In December Boesak had joined the Congress of the People party, known as Cope, consisting mainly of breakaways from South Africa's ruling African National Congress. At the time, Boesak said Cope must be the new vision for South Africans, to build a new home for all.

On resigning from Cope this week Boesak said, however, that the party had been characterised by faction fighting, strife, pitched battles for political supremacy and duplicity. The youth wing of Cope in turn said Boesak rarely attending party meetings or the Western Cape legislature, and he did not give 7 percent of his income to the party.

Boesak rose to prominence in the 1980s as a leader of the anti-apartheid United Democratic Front, which served as a front for the then banned ANC. He was for a time also the chairperson of the ANC in the Western Cape.

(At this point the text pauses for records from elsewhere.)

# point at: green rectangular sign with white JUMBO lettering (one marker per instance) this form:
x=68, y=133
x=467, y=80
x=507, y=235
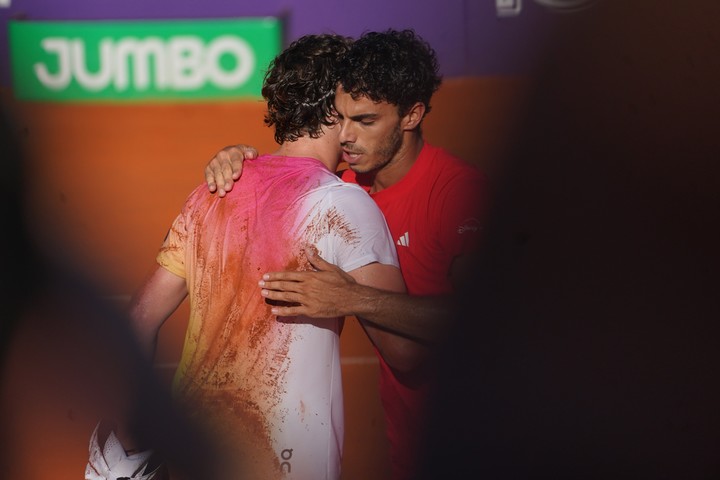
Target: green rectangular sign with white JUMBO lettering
x=142, y=60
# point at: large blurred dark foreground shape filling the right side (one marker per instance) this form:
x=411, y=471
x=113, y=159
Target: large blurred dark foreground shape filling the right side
x=587, y=341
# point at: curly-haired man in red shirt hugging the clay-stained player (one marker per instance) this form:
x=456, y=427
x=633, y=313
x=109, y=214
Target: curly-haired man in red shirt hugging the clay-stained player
x=433, y=205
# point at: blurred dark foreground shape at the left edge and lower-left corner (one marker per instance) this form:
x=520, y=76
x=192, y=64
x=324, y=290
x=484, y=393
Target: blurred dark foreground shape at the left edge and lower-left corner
x=65, y=344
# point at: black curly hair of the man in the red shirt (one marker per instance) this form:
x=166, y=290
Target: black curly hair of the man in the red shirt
x=393, y=66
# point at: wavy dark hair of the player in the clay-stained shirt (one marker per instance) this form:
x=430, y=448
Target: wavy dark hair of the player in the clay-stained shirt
x=300, y=85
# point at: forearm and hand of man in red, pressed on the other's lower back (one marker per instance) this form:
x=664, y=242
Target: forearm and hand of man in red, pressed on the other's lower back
x=330, y=292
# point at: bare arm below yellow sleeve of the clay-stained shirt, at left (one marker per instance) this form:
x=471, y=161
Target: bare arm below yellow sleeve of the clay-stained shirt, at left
x=156, y=299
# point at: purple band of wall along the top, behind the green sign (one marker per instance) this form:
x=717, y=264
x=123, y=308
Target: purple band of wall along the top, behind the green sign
x=469, y=37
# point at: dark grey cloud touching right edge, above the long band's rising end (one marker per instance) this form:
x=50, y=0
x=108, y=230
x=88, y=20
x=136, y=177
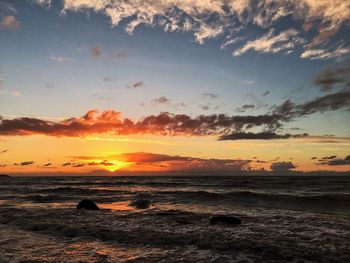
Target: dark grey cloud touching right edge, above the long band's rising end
x=333, y=77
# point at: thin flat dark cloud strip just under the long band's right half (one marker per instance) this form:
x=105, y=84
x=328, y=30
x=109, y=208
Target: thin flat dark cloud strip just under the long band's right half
x=259, y=136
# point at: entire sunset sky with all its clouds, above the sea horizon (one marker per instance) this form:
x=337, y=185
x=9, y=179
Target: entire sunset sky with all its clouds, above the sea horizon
x=174, y=87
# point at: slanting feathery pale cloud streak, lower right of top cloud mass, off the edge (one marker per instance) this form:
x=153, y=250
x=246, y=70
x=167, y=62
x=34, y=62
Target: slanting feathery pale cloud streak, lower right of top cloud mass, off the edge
x=272, y=43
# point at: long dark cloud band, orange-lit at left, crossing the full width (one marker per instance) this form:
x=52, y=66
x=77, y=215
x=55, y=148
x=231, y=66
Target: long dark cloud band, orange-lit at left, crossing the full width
x=176, y=124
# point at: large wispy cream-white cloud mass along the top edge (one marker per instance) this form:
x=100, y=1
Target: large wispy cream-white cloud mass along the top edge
x=230, y=20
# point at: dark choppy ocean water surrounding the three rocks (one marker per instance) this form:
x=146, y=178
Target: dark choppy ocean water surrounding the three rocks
x=284, y=219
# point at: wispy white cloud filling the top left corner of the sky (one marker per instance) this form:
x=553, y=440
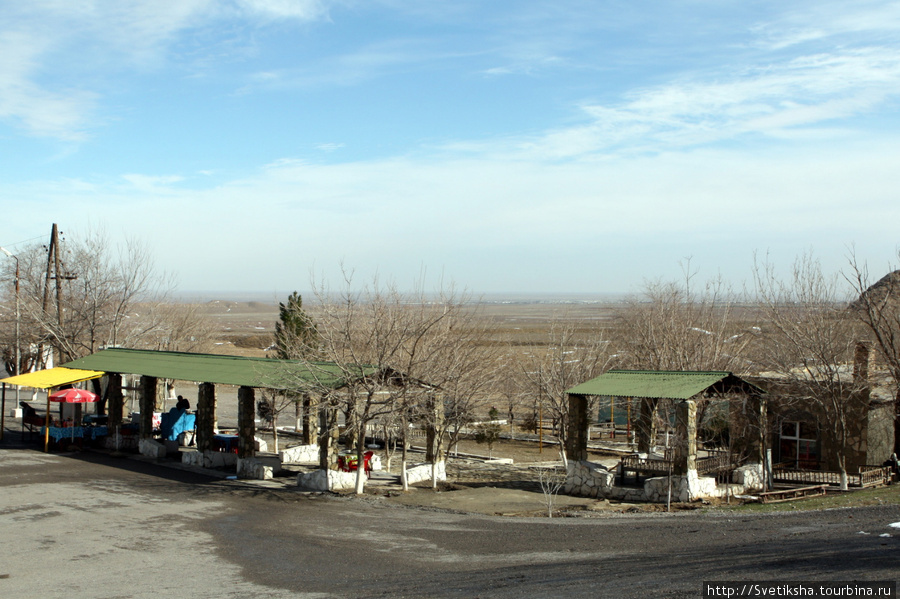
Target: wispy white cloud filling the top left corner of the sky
x=60, y=57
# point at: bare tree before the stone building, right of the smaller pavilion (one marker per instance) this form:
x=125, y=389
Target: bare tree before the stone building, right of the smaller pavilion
x=810, y=342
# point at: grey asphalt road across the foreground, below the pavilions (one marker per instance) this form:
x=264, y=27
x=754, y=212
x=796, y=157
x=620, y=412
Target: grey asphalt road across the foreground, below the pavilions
x=90, y=525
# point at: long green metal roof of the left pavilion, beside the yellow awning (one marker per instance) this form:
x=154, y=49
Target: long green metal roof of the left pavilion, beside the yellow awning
x=211, y=368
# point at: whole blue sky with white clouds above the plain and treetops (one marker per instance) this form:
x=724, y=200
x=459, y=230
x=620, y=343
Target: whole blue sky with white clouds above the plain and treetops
x=510, y=146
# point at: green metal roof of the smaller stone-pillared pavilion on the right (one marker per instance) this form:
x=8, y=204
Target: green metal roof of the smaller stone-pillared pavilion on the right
x=662, y=384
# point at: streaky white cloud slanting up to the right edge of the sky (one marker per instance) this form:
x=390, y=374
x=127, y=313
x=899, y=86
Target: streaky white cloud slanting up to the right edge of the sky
x=805, y=95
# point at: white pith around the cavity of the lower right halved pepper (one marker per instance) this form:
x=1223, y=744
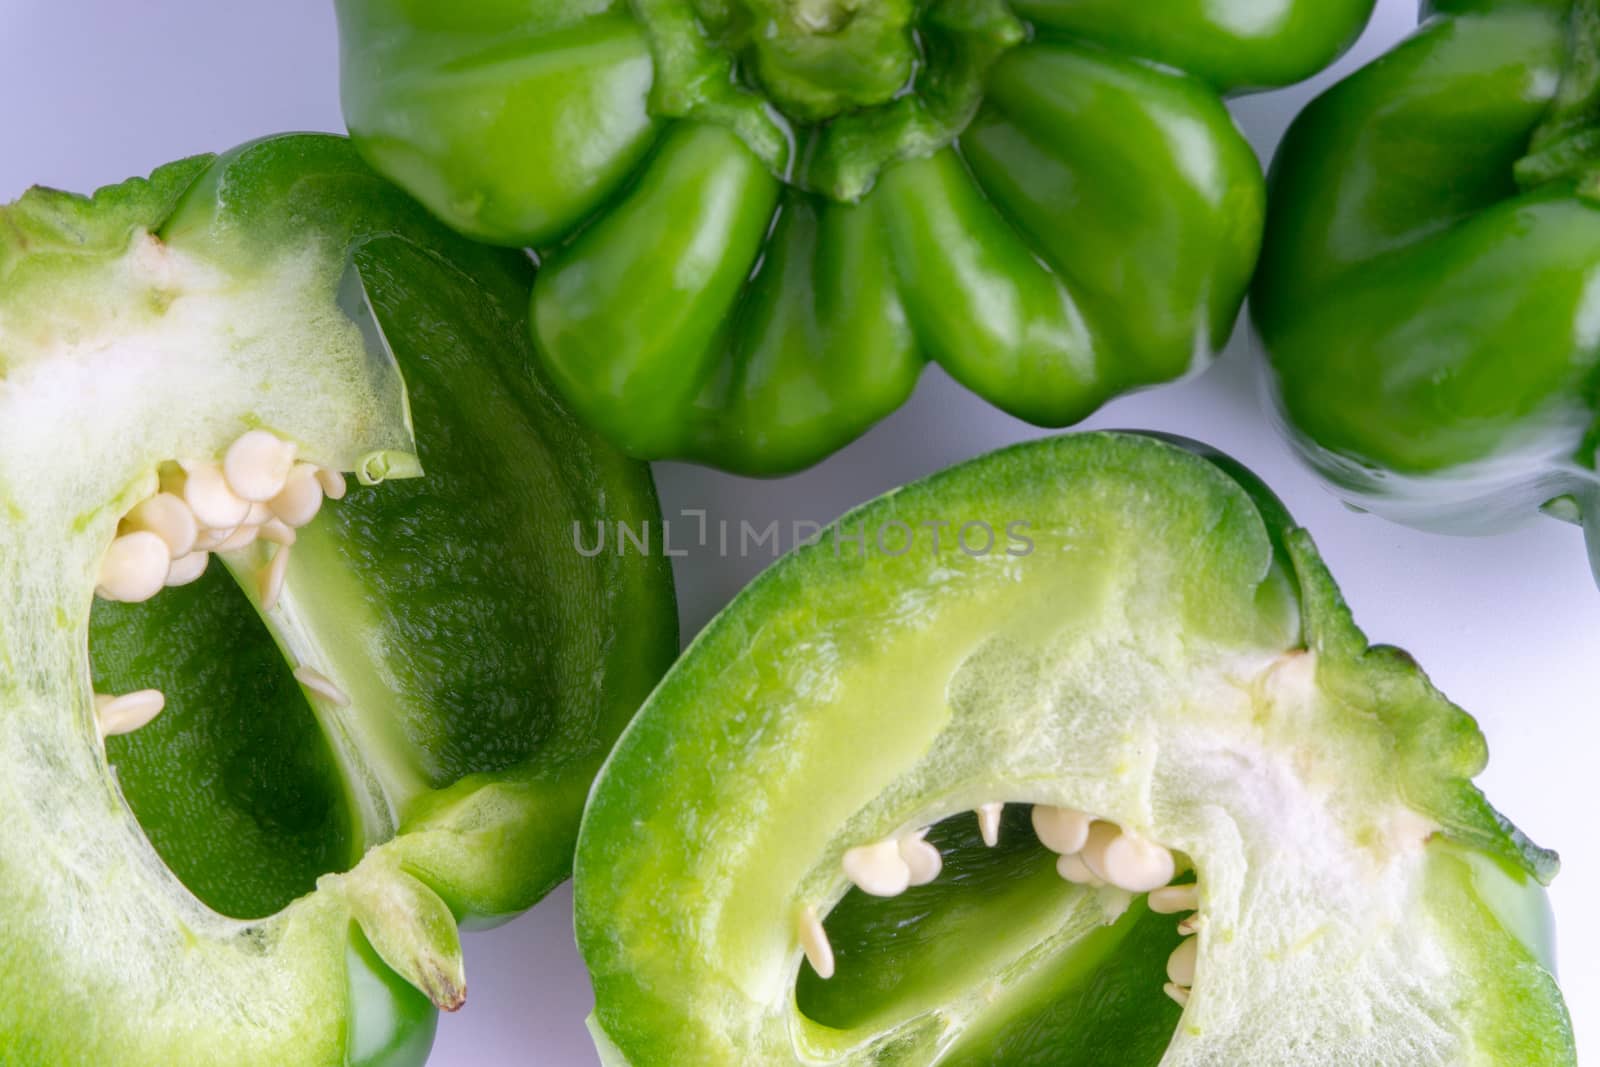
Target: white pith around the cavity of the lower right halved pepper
x=1313, y=871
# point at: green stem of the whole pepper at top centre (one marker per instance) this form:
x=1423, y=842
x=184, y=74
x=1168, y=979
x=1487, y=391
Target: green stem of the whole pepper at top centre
x=828, y=92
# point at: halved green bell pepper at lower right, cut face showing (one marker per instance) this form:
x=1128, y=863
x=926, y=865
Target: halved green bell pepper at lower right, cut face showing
x=1150, y=665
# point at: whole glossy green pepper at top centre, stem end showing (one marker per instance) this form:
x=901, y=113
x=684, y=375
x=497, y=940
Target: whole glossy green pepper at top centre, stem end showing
x=759, y=220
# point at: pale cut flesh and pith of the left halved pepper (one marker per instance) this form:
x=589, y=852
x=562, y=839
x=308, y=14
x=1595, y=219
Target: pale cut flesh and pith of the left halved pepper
x=151, y=358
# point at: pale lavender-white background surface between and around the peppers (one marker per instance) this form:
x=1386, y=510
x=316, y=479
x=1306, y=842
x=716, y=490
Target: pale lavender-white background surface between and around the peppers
x=1510, y=628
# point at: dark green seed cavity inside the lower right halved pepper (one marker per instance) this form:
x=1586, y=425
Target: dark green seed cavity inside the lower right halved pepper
x=945, y=911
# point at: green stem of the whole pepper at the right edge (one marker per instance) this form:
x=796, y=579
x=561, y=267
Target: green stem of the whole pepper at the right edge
x=1567, y=145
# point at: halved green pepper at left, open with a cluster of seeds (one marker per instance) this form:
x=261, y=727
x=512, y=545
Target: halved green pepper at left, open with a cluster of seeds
x=276, y=868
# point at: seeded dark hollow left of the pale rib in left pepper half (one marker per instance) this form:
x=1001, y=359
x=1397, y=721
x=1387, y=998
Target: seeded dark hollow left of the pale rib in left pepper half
x=247, y=754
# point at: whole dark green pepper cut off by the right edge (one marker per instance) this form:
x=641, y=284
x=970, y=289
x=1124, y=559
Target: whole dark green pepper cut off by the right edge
x=1426, y=292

He served a jail term in 2000 after conviction for fraud and theft of donor funds, for which he maintains he was innocent and set up by the ANC. Boesak was readmitted to church ministry in 2005 after being pardoned by then president Thabo Mbeki.

"I had no desire to subject my family, myself or my calling to serve our people to these sorts of indignities and destructive politicking," Beosak said on 3 November.

Before joining Cope Boesak had lambasted the ANC saying the hopes and dreams of people had not been answered and their yearning for justice had not been fulfilled.

"We still don't have a unified country. Our ideals have been replaced by disillusionment," he said.

There was speculation in the South African media after he left his position in the new party that he would return to the ANC and he was seeking a meeting with South African President Jacob Zuma.

In a statement on 5 November Boesak said, however, "The contribution I hope to make will be from outside any party political structures, including those of the African National Congress."